Wenceslao de la Guardia Fábrega

Por: Memphis -

Continuamos desempolvando la vida artística del panameño Wenceslao de la Guardia.

El señor de la Guardia es hoy un artista cumplido; sus últimas producciones dan testimonio de que se halla en completa posesión de los recursos de su arte, gracias a una preparación laboriosa y sólida, y de que es un pintor de raza, que reúne ese espíritu de observación de pensamiento, sin el cual el arte se oscurece y deja de ser lo que debiera: una cristalización purísima de la realidad... Continúa el artículo.

En el libro "Pintores de Costa Rica", de Ricardo Ulloa Barrenechea, tercera edición, Editorial Costa Rica (1978), páginas 25 y 26, reproducimos lo siguiente:

Entre 1897 y 1973 circulan 76 años. En el transcurso de tan breve etapa surgieron variados géneros solicitados por el quehacer individual o por singulares necesidades históricas.

Veamos algunos ejemplos al respecto:

El retrato

No son muchos los pintores costarricenses que sistemáticamente se dedican al retrato.

Después de Povedano son retratistas Enrique Echandi, Lolita Zeller de Peralta, Gonzalo Morales y José F. Salazar.

En todos ellos es visible la huella académica, el matiz clasicista. Responde -en general- al tipo de retrato oficial, recordando -algunas veces- modelos españoles de los siglos XVIII y XIX.

Sin embargo, Echandi obtiene una síntesis personal, desde un arte captador de esencias costarricenses.
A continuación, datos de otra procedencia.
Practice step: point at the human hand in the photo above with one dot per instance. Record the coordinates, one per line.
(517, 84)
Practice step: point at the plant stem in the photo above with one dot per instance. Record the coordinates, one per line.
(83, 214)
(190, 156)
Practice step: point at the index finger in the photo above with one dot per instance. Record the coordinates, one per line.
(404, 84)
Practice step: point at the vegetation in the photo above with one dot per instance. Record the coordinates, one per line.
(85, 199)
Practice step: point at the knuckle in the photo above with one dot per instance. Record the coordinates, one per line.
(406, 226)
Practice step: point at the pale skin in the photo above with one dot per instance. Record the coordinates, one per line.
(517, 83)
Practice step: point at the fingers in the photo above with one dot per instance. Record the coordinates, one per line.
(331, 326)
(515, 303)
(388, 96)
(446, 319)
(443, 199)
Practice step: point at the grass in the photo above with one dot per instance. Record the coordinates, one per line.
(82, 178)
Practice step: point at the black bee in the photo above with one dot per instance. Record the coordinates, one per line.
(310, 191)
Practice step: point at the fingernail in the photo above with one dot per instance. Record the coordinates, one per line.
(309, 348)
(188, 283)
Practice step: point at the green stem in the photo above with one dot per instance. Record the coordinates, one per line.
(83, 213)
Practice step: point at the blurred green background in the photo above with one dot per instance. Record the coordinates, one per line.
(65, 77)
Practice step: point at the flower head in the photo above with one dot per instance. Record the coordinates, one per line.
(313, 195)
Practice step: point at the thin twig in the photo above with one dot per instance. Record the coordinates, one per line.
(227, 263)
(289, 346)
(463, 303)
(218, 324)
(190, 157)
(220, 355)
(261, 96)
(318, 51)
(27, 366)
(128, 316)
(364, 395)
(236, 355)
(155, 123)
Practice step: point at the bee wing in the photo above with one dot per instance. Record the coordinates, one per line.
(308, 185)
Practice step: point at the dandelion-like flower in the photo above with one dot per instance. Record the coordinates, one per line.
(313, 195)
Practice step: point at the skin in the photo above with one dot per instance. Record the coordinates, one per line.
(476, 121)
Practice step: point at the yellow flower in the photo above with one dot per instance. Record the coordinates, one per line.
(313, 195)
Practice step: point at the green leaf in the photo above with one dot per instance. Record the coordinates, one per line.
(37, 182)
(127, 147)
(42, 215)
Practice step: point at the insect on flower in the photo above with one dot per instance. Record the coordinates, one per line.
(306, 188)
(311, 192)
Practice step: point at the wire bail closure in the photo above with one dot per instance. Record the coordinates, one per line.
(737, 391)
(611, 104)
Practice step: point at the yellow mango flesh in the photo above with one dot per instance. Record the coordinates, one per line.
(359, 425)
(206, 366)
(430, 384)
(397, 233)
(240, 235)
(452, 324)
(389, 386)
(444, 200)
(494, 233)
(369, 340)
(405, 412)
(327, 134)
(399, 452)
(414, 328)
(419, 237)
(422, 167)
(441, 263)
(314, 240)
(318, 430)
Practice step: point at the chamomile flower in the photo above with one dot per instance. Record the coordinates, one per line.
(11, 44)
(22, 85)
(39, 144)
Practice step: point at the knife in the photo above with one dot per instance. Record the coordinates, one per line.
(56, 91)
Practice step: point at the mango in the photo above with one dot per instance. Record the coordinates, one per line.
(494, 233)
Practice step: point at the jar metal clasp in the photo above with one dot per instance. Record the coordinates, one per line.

Morales logra amalgamar la actitud clasicista con elementos criollos. Francisco Salazar alcanza un nuevo matiz en su "Autorretrato con guitarra".
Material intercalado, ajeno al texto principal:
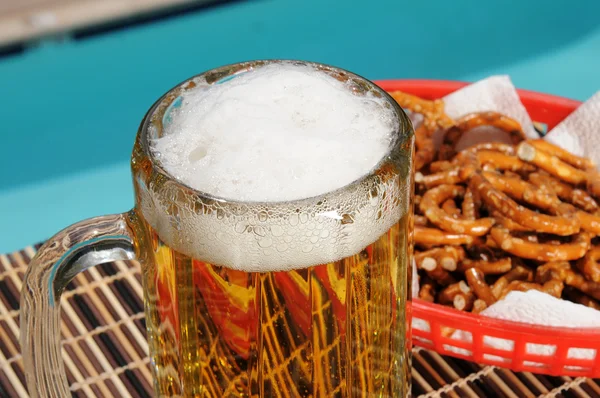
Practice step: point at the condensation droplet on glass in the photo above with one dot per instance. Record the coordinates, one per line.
(294, 219)
(347, 219)
(303, 218)
(240, 227)
(265, 242)
(276, 230)
(263, 216)
(197, 154)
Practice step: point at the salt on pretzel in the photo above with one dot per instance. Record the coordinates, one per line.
(478, 306)
(500, 161)
(497, 267)
(579, 282)
(470, 205)
(427, 292)
(578, 297)
(476, 281)
(507, 223)
(434, 269)
(565, 156)
(446, 296)
(518, 273)
(450, 176)
(496, 200)
(453, 135)
(430, 206)
(552, 287)
(554, 270)
(542, 251)
(577, 197)
(491, 146)
(551, 164)
(420, 220)
(588, 265)
(436, 237)
(440, 165)
(520, 190)
(447, 257)
(449, 206)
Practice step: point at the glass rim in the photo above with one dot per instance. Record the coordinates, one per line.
(158, 109)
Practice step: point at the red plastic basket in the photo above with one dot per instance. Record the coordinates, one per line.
(561, 342)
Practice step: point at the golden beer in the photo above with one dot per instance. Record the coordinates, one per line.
(331, 330)
(271, 222)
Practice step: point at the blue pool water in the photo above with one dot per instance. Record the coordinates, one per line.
(69, 110)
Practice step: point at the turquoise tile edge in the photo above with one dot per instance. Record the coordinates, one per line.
(70, 109)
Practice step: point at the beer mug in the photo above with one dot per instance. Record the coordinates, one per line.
(290, 298)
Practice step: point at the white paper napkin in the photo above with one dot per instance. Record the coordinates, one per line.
(536, 308)
(579, 133)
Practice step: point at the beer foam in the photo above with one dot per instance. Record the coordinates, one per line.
(279, 141)
(279, 132)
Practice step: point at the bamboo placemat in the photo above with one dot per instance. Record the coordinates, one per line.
(106, 354)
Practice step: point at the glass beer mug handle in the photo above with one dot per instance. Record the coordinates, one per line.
(74, 249)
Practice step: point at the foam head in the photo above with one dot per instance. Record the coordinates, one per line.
(276, 141)
(274, 133)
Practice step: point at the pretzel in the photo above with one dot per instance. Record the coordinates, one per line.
(491, 146)
(555, 270)
(518, 273)
(520, 190)
(470, 205)
(434, 236)
(565, 156)
(430, 207)
(551, 164)
(449, 206)
(476, 282)
(440, 165)
(420, 220)
(579, 282)
(588, 265)
(450, 176)
(565, 192)
(478, 306)
(425, 148)
(508, 223)
(433, 269)
(581, 298)
(593, 183)
(454, 133)
(540, 205)
(433, 111)
(498, 267)
(447, 295)
(501, 161)
(496, 200)
(447, 257)
(434, 117)
(552, 287)
(427, 292)
(541, 251)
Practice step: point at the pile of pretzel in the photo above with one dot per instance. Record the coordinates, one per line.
(496, 217)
Otros artistas lo tratan con pincelada más desenvuelta o con acento menos clásico. Así se ve en el amplio estilo pictórico del "Gamonal", de Luisa González de Sáenz; de algunos de Francisco Amighetti; del sobrio retrato de Guillermo Aguilar Machado por Manuel De La Cruz González; del de Ana Antillón por Dinora Bolandi; del retrato de Rodrigo Facio por Floria Pinto, o en la síntesis plástica y sencillez poética del "Retrato de mi hija", de Teodorico Quirós.

Jorge Gallardo le dedica singular atención al retrato, obteniendo un arte sintético, de esquemático realismo y expresión vigorosa -casi ascético- y ante todo, de contenido nacionalista; ya que Jorge Gallardo -según acertado juicio de Jorge Debravo- "ha sabido, con el barro nuestro, hacer un arte de proyección universal".
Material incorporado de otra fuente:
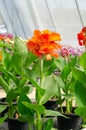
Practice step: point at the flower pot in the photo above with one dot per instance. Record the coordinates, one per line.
(15, 124)
(51, 104)
(73, 122)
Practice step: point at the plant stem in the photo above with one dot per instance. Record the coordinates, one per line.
(41, 71)
(38, 122)
(67, 106)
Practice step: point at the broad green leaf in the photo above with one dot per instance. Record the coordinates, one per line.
(6, 60)
(11, 95)
(2, 119)
(2, 108)
(80, 94)
(49, 83)
(52, 113)
(22, 108)
(40, 91)
(83, 60)
(26, 113)
(60, 63)
(38, 108)
(8, 74)
(4, 85)
(81, 111)
(79, 75)
(67, 69)
(19, 55)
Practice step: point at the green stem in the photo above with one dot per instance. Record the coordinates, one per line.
(41, 71)
(67, 106)
(38, 122)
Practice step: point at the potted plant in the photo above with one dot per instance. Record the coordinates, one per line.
(11, 80)
(31, 66)
(65, 65)
(79, 74)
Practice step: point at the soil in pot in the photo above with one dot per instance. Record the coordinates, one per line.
(73, 122)
(15, 124)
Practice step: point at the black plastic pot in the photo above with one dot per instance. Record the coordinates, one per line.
(73, 122)
(15, 124)
(51, 105)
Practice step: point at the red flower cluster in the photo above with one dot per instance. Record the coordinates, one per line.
(44, 43)
(82, 37)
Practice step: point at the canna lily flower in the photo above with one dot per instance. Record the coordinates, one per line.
(44, 43)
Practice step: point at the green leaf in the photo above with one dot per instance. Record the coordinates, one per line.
(11, 95)
(81, 111)
(67, 69)
(2, 119)
(49, 83)
(48, 124)
(38, 108)
(2, 108)
(8, 74)
(80, 94)
(79, 75)
(40, 91)
(60, 63)
(6, 60)
(22, 108)
(52, 113)
(19, 55)
(83, 60)
(4, 85)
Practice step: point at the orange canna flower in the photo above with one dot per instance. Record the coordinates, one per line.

En los últimos años hemos visto algunos ejemplos de Gonzalo Morales (hijo del retratista Gonzalo Morales). Los desconectados del estilo paterno ponen de manifiesto vigorosa energía, profundidad de concepto, buen dibujo y severo modernismo.

También conocemos algunos de Fabio Fournier adscritos al estilo oficial. Variados artistas extranjeros le dedican singular atención al género. Algún ejemplo del alemán Alex Bierig goza de indudable riqueza pictórica -"Retrato de niña", de la colección de Juan Bansbach-. Y desde luego, su "Autorretrato" expone singular profundidad psicológica y gran dominio del dibujo. Los del español José Claro lucen correcto dibujo. El jesuita Santiago Páramo trabaja el retrato durante su permanencia en Costa Rica, al igual que el panameño Wenceslao de la Guardia. El francés Achiles Bigot es autor de una verdadera galería de presidentes y personalidades de la época...

Para Rescate del Olvido siempre será principal prioridad, dar a conocer a nuestros artistas más olvidados del país.